Le Maroc a adopté la stratégie suivante : sont retenus dans la masse monétaire les
actifs parfaitement liquides (monnaie fiduciaire et monnaie scripturale) en plus de
ceux qui sont conformes aux critères suivants :
- Actifs aisément et rapidement convertibles en monnaie,
- actifs émis et/ou gérés par les banques,
- actifs mobilisables sans perte en capital.
L'objet du débat entre les économistes qui se sont intéressés à la monnaie est de
déterminer jusqu'à quelle mesure les phénomènes monétaires impactent-ils
l'évolution de l'activité économique. Deux points de vue se dégagent : celui de la
monnaie passive et celui de la monnaie active.

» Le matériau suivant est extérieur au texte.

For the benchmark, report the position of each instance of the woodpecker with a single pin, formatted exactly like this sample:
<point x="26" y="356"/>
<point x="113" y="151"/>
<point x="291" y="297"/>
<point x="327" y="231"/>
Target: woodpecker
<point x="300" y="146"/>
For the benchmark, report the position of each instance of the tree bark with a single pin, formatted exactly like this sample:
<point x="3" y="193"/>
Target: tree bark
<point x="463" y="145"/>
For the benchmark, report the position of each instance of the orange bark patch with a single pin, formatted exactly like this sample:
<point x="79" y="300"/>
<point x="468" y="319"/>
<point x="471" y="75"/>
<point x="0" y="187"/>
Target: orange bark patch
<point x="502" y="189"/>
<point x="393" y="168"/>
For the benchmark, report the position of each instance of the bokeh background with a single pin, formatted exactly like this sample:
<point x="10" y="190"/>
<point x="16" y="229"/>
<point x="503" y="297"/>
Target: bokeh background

Les courants classique et néoclassique considèrent que la monnaie est passive. Elle
n'affecte pas l'économie réelle, elle n'a pas d'incidence sur le niveau de la la
production et de l'emploi par exemple. Il n'y a pas d'interactions ente la sphère
monétaire et la sphère réelle (dichotomie). Ainsi la monnaie est neutre, ce n'est qu'un
voile qui cache le fait que les biens s'échangent contre des biens. La monnaie n'est
pas désirée pour elle même, elle acquise pour être remise en circulation.
Cette théorie repose sur deux principaux fondements :
On part de l'égalité MV = PY
M est la quantité de monnaie en circulation, V est la vitesse de circulation de la
monnaie, P représente les prix et Y le volume de la production
PY est la valeur monétaire globale de la production.

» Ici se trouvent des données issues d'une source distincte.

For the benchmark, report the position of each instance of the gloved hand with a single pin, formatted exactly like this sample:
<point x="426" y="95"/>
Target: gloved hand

Les partisans de cette théorie estiment que V et Y sont constants. V est liée aux
habitudes de consommation qui sont en général stables. Y est conditionné par les
disponibilités matérielles et techniques qui, elles aussi, sont stables à court et moyen
terme. DANS CES CONDITIONS UN ACCROISSEMENT DE LA QUANTITÉ DE
MONNAIE EN CIRCULATION (M) N'A POUR INCIDENCE QU'UN
ACCROISSEMENT DES PRIX (inflation).
Si en plus tous les prix augmentent proportionnellement à M (dans le même
rythme que M), les prix relatifs ne changeront pas, d'où le maintien des mêmes
conditions de production et d'échange. Le pouvoir d'achat non plus ne change pas
puisque le salaire, prix du travail, augmente lui aussi dans le même rythme que les
autres prix : L'ÉCONOMIE RÉELLE N'EST PAS IMPACTÉE.
Pour J.M KEYNES la monnaie est active, elle affecte l'évolution de la production et
de l'emploi. Pour justifier son point de vue, il avance que la détention de la monnaie
ne répond pas au seul motif de transaction comme le pensent les classiques. Pour lui
il y a trois motifs de détention de la monnaie.
1) Motif (ou encaisse) de transaction. C'est la part du revenu réservée
pour les dépenses courantes et qui se renouvellent régulièrement (alimentation,
habillement, loyer, électricité, gaz, ...). L'encaisse de transaction est proportionnelle
au revenu, elle est d'autant plus élevée que le revenu est important.